Published: 11 Dec 2014 - 12:27 am | Last Updated: 19 Jan 2022 - 01:11 am

COLOMBO: Two Sri Lankan ministers quit the government yesterday, leaving President Mahinda Rajapaksa without the two-thirds parliamentary majority he enjoyed before calling a snap election to seek an unprecedented third term.
The latest defections reflected growing political disenchantment with the president.
Botanical Gardens Deputy Minister V S Radhakrishnan and National Language Integration Deputy P Digambaram joined opposition candidate Maithripala Sirisena, who is spearheading the challenge to Rajapakse in the January 8 election. “There will be more defections before the election,” Sirisena told reporters at a news conference.
“I am confident of victory in the elections,” Sirisena said.
Rajapaksa’s party still holds a comfortable simple majority, but loss of the two-thirds support means it can carry out no constitutional changes without opposition support.
Rajapaksa called the snap election after his party suffered a sharp drop in support in September’s local elections.
The president remains largely popular with voters from the Sinhalese majority after he won a 37-year war against Tamil separatists in 2009, but his support has eroded among minority parties, which usually hold the balance of power.

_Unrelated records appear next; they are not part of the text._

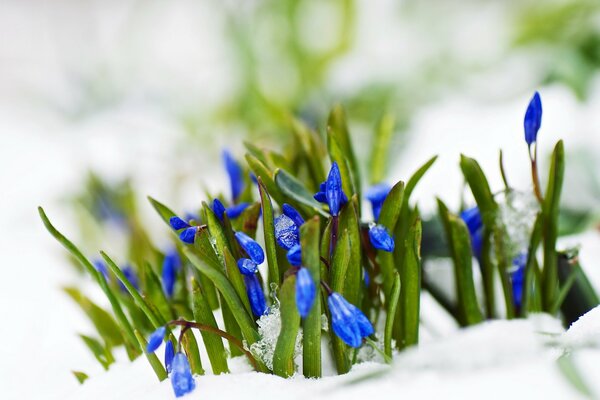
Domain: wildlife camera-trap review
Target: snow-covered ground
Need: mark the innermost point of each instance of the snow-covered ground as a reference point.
(50, 134)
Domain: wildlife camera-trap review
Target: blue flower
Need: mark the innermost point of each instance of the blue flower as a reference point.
(472, 218)
(305, 292)
(171, 265)
(292, 214)
(236, 210)
(287, 233)
(247, 266)
(131, 277)
(156, 339)
(236, 175)
(348, 322)
(102, 268)
(218, 208)
(376, 194)
(256, 295)
(188, 234)
(331, 192)
(294, 255)
(381, 239)
(517, 277)
(533, 119)
(169, 353)
(181, 375)
(251, 247)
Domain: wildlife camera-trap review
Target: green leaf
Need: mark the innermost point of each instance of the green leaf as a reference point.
(311, 338)
(550, 210)
(295, 190)
(392, 307)
(213, 343)
(381, 147)
(283, 357)
(460, 247)
(410, 288)
(129, 335)
(269, 234)
(158, 368)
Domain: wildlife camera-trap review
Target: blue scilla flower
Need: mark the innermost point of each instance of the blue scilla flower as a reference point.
(236, 175)
(292, 214)
(256, 295)
(517, 277)
(171, 265)
(348, 322)
(287, 233)
(331, 192)
(380, 238)
(181, 375)
(156, 339)
(188, 232)
(533, 119)
(102, 268)
(472, 218)
(251, 247)
(169, 354)
(247, 266)
(376, 194)
(131, 277)
(306, 292)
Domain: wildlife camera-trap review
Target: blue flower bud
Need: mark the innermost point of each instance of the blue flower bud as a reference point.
(181, 375)
(293, 214)
(256, 295)
(533, 119)
(177, 223)
(343, 320)
(251, 247)
(171, 265)
(156, 339)
(517, 277)
(218, 208)
(247, 266)
(305, 292)
(294, 255)
(287, 233)
(472, 218)
(188, 235)
(381, 239)
(236, 175)
(376, 194)
(235, 211)
(169, 353)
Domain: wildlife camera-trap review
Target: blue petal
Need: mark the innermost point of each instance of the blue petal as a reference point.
(218, 208)
(381, 239)
(247, 266)
(156, 339)
(177, 223)
(333, 189)
(294, 255)
(189, 235)
(343, 320)
(256, 295)
(305, 292)
(251, 247)
(236, 175)
(169, 353)
(286, 232)
(533, 119)
(293, 214)
(236, 211)
(181, 375)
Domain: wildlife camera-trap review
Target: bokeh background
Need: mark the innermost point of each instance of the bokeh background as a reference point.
(150, 91)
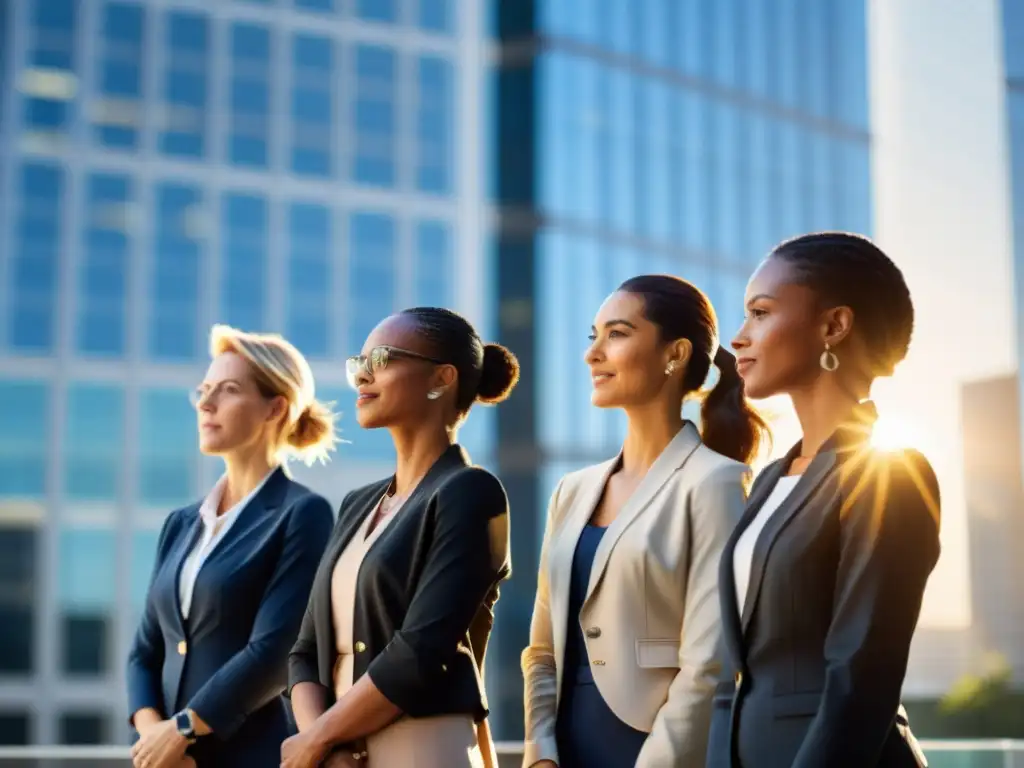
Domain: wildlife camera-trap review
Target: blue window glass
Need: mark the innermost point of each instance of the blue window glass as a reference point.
(656, 202)
(435, 15)
(309, 279)
(143, 556)
(86, 593)
(378, 10)
(35, 260)
(376, 129)
(433, 122)
(317, 5)
(49, 85)
(185, 85)
(243, 267)
(372, 273)
(102, 274)
(1013, 32)
(118, 112)
(434, 275)
(694, 214)
(92, 441)
(622, 143)
(25, 416)
(167, 441)
(312, 104)
(250, 96)
(174, 290)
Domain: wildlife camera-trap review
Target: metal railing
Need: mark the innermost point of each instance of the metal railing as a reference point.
(1003, 753)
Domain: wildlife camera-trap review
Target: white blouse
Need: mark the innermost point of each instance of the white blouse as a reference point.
(214, 528)
(742, 555)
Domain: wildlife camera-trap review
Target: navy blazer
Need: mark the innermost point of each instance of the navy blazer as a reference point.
(228, 663)
(816, 655)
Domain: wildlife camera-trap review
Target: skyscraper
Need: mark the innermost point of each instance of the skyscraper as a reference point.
(640, 136)
(303, 166)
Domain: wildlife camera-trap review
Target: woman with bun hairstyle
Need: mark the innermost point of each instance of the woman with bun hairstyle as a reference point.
(388, 666)
(232, 572)
(624, 647)
(822, 581)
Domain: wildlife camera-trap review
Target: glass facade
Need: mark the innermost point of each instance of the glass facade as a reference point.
(287, 166)
(642, 136)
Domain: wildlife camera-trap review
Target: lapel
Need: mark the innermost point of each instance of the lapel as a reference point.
(675, 454)
(847, 439)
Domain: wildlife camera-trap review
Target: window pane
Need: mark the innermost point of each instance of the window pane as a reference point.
(183, 119)
(250, 96)
(18, 593)
(25, 416)
(376, 93)
(167, 448)
(102, 274)
(174, 291)
(117, 113)
(243, 269)
(87, 586)
(92, 444)
(372, 271)
(309, 280)
(35, 259)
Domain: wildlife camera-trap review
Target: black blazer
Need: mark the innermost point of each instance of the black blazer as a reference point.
(816, 660)
(425, 593)
(228, 663)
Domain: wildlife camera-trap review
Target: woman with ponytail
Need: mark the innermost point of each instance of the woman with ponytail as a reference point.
(625, 639)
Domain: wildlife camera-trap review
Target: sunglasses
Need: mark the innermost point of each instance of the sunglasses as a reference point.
(377, 360)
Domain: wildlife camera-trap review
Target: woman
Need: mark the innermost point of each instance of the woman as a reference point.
(821, 583)
(392, 645)
(624, 643)
(232, 573)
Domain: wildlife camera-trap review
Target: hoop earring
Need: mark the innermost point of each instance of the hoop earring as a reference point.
(828, 360)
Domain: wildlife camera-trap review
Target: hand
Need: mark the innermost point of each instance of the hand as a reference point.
(303, 751)
(159, 745)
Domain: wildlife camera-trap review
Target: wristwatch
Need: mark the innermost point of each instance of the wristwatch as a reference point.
(184, 725)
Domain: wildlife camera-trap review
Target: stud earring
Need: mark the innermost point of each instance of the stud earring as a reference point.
(828, 360)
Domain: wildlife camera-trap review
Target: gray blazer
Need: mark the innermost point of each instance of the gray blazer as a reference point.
(652, 608)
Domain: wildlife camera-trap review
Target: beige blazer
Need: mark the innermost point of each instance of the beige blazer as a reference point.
(651, 616)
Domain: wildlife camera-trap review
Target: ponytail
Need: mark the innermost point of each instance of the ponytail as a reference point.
(729, 424)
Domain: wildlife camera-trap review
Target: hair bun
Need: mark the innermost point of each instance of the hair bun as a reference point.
(312, 435)
(499, 375)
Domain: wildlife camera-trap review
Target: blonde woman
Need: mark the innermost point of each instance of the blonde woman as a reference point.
(233, 570)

Critics say he has become increasingly authoritarian.
Both ministers who exited the ruling party’s ranks yesterday are from the minority Tamil Hindu community.
At an opposition press conference they vowed to topple Rajapaksa, who has been in office since 2005 and is South Asia’s longest-serving leader. “We are not alone,” Digambaram told reporters. “We bring with us about 150,000 of our supporters.”
The ministers’ departures reduced the ruling party’s strength in parliament to 148 seats, down from 161 when Rajapakse called the election last month.
The International Crisis Group said in a report this week Rajapaksa was facing an unexpectedly strong challenge from his former health minister Sirisena, who has secured wide opposition support.